Scattering.m¶
This is the documentation of the scattering.m
toolbox.
The browser version of this document uses MathJax, a JavaScript display
engine for math equations.
In order to view these equations, you need to enable Java as well as
JavaScript in your browser.
Visit whatismybrowser.com
to check if both are up-to-date and running.
If the problem persists, read the PDF version
instead.
ref: manual
Introduction¶
Invariance, Stability, Discriminability¶
Originated in 2010 by Stéphane Mallat as “Recursive Interferometry” [Mal10], the scattering representation aims at providing robust mid-level features for signal-based machine learning.
It relies on the idea that an ideal representation for classification should verify the three following criteria:
- Invariance to translation: if the signal gets globally translated, the representation should not change.
- Stability to small elastic deformations: if the signal get deformed, the representation should be deformed in a proportional way.
- Discriminability: signals in different classes should be represented differently.
Below is an informal review of the capacities of different signal descriptors in terms of these criteria.
Invariant | Stable | Discriminative | |
---|---|---|---|
the signal itself | ★ ★ ★ | ||
moving average | ★ ★ | ★ ★ ★ | |
Fourier transform modulus | ★ ★ ★ | ★ | |
wavelet transform modulus | ★ | ★ ★ ★ | |
constant-Q transform, MFCC | ★ | ★ ★ ★ | ★ |
scattering transform | ★ ★ | ★ ★ ★ | ★ ★ |
Invariance and stability can easily be achieved by averaging the signal over time, at the cost of a poor discriminability.
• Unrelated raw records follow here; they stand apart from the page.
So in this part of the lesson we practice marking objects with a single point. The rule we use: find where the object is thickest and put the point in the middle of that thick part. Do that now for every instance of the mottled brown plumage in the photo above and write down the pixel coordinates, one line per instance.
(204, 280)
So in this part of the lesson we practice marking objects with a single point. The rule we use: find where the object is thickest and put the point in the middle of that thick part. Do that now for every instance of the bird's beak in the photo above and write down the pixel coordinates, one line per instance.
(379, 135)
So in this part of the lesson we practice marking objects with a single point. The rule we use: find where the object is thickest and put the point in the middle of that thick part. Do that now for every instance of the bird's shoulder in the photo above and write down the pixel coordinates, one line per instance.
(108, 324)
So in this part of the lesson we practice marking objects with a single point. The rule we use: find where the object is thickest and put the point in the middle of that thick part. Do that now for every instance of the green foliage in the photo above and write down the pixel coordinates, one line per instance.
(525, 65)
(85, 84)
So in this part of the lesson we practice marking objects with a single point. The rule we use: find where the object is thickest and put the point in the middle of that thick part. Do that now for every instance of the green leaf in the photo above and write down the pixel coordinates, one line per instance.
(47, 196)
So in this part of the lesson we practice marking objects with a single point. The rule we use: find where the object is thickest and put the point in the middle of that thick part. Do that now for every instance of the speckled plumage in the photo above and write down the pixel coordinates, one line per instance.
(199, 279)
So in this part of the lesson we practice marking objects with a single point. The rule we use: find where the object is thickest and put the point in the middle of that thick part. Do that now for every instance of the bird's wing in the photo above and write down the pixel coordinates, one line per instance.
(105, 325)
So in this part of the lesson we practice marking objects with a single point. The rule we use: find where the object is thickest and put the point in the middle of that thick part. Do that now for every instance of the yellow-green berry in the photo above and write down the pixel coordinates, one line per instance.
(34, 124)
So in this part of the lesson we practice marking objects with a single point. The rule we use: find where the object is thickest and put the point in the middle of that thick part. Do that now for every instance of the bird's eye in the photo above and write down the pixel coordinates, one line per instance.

Conversely, the modulus of the wavelet transform (called scalogram) is stable and discriminative, yet not invariant to translation. The classical constant-Q transform is equivalent to averaging the scalogram over uniform windows : that is a gain in invariance, yet a loss in discriminability. The rationale behing the scattering transform is to compensate for this averaging by recovering the fast variations in the scalogram as well. This is handled by means of another wavelet transform, so as to guarantee a good property of stability.
Multivariable scattering¶
The theoretical framework of the scattering transform is not limited to translations of one-dimensional signals. In fact, it can be formulated for any source of variability as long as it follows an algebraic structure of group [Mal12]. Rotation (for images) and frequency transposition (for sounds) are examples of these sources of variability.
What’s in scattering.m
¶
The scattering.m
MATLAB toolbox intends to provide a pipeline for multi-variable scattering that is very generic and customizable, yet remaining as seamless and efficient as possible.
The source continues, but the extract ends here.